Une partie de la solution est parfois dans le détail! Ainsi, un fine-tuningde certains paramètres PHP, et Apache, et Linux, et MySQL (etc.) permet de gagner en performances, presque gratuitement. Un exemple simple mais concret – adapter les valeurs MinSpareServers, MaxSpareServer, MaxClients, KeepAliveTimeout de votre serveur Apache, pour les accorder à votre type de trafic, et votre infrastructure matérielle, pour ainsi éviter des serveurs engorgés sans raison.

Astuce #4 : garder les valeurs de configuration par défaut des composants utilisés en se disant « Baah, ça a été fait par des pros donc ça doit être bon! » 

 

Si vous vous êtes intéressé aux développement des services « cloud » Amazon, vous savez qu’Amazon propose un service CDN très performant et très bon marché: Amazon CloudFront. C’est vraiment performant, c’est vraiment très bon marché… et c’est vraiment simple à mettre en oeuvre. Il existe beaucoup d’autres technologies et services qu’on peut utiliser aujourd’hui pour accélérer des plates-formes web, à quasiment tous les niveaux, que ce soit code, contenu, architecture de stockage, réseau, protocole, etc.

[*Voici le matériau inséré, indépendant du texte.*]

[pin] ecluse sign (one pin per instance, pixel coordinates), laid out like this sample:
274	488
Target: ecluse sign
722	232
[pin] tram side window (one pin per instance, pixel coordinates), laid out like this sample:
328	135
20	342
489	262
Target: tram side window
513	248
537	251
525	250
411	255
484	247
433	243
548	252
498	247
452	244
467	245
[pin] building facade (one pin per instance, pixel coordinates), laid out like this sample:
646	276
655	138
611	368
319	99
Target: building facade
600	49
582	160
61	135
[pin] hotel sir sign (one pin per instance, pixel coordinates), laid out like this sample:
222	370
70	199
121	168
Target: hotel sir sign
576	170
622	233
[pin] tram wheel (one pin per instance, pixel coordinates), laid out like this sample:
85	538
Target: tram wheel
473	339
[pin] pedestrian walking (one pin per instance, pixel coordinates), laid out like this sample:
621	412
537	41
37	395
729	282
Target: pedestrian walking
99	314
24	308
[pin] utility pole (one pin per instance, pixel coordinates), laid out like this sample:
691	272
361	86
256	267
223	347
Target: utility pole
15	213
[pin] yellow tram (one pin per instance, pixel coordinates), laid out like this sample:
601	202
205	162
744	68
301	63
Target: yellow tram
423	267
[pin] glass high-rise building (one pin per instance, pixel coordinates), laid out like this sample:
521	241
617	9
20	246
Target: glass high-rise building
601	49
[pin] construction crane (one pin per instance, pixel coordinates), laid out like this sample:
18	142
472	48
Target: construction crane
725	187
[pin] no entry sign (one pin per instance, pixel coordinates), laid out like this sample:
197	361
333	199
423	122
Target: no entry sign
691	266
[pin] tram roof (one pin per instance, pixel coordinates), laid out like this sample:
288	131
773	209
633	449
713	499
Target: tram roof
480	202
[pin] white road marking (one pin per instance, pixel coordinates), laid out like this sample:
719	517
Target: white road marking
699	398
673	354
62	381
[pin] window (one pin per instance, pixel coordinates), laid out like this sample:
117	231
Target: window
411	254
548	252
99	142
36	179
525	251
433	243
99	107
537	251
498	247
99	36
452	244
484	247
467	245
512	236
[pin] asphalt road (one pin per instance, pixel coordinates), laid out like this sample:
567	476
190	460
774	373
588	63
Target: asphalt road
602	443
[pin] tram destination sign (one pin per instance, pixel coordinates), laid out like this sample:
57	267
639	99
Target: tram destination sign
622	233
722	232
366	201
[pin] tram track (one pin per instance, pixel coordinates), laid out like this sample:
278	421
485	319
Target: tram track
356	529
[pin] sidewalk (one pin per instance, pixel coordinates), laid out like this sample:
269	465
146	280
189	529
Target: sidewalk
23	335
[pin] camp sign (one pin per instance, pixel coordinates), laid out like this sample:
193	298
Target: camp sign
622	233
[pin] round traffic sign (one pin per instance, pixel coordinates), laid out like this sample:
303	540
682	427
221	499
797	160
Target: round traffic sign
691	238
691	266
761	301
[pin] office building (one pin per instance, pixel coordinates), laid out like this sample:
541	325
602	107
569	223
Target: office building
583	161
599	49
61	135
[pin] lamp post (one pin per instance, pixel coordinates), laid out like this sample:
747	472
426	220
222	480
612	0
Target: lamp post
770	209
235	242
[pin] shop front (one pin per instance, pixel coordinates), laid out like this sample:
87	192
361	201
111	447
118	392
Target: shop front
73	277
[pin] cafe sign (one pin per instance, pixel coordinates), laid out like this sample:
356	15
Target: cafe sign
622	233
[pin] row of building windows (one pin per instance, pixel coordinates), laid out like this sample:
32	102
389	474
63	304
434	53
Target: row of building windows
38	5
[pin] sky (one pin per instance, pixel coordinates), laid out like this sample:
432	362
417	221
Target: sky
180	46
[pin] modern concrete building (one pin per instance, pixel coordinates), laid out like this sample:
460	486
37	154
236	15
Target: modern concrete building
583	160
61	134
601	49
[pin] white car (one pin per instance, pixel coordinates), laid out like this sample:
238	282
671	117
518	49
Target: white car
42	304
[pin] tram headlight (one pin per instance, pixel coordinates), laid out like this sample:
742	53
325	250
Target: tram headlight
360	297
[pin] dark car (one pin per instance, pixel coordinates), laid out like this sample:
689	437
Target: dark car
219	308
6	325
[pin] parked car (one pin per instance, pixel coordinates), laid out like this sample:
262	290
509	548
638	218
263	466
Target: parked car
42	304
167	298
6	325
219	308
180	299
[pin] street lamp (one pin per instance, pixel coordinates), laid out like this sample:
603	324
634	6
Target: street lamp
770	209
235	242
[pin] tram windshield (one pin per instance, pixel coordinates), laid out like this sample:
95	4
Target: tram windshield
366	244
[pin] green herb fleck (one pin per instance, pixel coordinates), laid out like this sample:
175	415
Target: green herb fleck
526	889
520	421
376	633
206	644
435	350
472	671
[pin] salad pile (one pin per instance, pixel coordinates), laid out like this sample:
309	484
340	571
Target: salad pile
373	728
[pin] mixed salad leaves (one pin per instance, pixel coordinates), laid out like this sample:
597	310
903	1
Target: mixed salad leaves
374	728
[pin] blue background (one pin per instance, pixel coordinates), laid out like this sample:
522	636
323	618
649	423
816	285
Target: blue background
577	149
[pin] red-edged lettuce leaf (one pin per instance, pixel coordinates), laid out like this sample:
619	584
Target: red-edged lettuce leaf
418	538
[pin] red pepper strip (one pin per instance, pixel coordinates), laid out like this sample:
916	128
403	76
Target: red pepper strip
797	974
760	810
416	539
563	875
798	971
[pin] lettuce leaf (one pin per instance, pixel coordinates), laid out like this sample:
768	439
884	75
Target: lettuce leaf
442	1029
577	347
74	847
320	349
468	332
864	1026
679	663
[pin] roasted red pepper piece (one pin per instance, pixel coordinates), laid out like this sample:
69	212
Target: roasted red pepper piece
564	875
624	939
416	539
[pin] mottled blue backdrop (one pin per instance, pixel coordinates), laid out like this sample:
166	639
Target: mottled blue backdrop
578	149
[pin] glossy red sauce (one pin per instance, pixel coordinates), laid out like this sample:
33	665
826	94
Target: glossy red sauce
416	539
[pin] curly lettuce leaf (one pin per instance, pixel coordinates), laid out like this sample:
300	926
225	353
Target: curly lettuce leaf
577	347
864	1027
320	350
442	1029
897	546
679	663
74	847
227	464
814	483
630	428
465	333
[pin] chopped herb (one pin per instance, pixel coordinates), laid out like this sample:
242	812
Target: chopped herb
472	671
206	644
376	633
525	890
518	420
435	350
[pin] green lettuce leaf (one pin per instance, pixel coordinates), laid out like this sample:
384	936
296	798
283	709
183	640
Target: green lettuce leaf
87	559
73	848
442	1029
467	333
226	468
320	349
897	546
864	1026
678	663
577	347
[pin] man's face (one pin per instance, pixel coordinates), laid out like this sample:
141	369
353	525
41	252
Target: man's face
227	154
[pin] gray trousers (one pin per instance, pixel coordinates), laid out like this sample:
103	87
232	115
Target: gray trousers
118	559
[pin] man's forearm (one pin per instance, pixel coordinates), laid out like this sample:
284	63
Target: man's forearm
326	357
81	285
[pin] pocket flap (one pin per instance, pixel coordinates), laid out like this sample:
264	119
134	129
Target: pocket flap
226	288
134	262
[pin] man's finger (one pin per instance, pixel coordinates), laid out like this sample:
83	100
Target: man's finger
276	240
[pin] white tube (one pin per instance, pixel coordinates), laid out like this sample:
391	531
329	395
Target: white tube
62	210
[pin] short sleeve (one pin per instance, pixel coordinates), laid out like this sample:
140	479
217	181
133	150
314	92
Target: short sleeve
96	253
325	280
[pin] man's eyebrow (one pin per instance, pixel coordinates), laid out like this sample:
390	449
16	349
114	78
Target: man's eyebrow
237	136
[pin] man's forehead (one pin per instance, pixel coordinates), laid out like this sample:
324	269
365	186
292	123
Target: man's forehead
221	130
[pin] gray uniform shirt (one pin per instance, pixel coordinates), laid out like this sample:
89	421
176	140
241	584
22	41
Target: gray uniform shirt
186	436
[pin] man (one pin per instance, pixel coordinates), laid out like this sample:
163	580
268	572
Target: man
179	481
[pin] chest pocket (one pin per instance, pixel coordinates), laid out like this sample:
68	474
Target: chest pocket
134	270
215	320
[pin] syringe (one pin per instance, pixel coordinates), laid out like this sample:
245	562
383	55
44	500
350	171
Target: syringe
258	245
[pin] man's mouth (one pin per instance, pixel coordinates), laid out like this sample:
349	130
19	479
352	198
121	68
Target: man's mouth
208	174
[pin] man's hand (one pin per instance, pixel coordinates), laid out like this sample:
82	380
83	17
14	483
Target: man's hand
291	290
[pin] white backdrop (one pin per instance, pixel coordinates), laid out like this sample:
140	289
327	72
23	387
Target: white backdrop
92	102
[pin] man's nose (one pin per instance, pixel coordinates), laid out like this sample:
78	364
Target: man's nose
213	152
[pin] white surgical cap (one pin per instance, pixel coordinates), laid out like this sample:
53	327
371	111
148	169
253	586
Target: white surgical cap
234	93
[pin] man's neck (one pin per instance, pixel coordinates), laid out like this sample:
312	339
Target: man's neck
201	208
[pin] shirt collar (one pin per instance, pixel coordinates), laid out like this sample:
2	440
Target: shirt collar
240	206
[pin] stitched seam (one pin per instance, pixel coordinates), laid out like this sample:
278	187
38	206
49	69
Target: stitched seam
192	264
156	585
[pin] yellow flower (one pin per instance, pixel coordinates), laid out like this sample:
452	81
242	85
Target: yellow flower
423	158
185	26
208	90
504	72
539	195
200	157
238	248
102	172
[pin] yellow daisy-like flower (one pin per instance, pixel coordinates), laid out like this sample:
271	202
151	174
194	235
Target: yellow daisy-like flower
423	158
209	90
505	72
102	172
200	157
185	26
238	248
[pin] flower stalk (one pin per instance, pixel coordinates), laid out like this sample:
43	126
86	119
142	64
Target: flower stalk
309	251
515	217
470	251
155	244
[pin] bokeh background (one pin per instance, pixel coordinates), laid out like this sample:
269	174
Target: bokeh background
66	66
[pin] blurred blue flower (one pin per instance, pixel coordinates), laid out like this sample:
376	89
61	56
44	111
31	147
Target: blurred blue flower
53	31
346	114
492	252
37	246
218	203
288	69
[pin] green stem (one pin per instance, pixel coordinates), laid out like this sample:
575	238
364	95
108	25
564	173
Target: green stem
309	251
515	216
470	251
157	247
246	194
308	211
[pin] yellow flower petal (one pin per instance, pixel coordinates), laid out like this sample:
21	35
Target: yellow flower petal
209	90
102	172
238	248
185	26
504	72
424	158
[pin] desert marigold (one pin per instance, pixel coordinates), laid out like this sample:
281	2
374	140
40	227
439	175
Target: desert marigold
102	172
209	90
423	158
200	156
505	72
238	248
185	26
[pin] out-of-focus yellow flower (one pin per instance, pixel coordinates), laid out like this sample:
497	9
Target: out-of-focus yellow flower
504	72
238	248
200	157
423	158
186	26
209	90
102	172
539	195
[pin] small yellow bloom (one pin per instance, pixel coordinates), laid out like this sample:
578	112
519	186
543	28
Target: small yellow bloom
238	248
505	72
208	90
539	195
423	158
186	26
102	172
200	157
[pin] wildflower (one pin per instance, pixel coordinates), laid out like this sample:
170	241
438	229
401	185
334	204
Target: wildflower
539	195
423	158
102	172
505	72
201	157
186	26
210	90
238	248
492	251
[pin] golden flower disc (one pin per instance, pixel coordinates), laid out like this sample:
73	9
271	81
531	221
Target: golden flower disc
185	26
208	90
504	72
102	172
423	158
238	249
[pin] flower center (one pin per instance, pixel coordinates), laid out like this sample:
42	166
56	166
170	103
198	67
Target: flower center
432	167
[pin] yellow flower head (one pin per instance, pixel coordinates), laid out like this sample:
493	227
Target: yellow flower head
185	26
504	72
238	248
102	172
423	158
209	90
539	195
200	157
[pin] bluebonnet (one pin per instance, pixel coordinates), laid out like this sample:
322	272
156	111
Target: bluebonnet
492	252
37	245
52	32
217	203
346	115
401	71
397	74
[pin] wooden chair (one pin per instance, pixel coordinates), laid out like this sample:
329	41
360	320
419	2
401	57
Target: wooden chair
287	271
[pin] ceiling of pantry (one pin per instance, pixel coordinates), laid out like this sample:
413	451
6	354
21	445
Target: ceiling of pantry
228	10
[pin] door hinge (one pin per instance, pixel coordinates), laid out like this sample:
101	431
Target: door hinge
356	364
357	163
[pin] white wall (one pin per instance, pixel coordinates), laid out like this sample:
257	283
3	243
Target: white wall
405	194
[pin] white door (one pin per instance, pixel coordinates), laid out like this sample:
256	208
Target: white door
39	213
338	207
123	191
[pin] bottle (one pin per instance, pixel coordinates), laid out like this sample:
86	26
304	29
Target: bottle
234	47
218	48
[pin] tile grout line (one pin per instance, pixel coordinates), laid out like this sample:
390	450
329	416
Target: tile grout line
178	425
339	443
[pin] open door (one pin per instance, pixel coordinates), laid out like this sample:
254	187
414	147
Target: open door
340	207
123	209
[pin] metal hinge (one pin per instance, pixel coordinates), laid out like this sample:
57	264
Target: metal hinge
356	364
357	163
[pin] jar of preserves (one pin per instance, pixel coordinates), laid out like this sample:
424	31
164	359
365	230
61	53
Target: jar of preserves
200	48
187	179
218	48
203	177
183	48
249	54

Astuce #5 : ne pas s’intéresser quotidiennement à la question, et passer à côté de solutions existantes. 

 

Finalement, quel site web ou application web n’a pas vu ses besoins et son utilisation évoluer depuis son lancement? Est-ce que vous savez vraiment comment se comporte votre système aujourd’hui, alors qu’il a été lancé il y a 3 ans? Est-ce que de nouveaux bottlenecks sont apparus avec le temps? Le schéma d’utilisation de vos utilisateurs, que vous aviez peut-être identifié et documenté il y a 3 ans, a-t-il évolué? Etes-vous sur qu’aucun des composants de votre plate-forme ne commence à montrer des performances décroissantes? Le seul moyen de répondre à ces questions, est de mettre en place une stratégie et des outils de monitoring des performances. En fonction de votre cas, il s’agit de monter un mélange d’outils externes et internes pour garder une vue sur les performances de votre application. Citons quelques outils communs : Zend Server , NewRelic , Gomez. Il en existe d’autres, spécialisés plus sur certains aspects que d’autres, faisant que le bon choix de votre collection d’outils, dépend de votre scénario précis.

Astuce #6 : accepter le status quo et pratiquer une politique de l’autruche.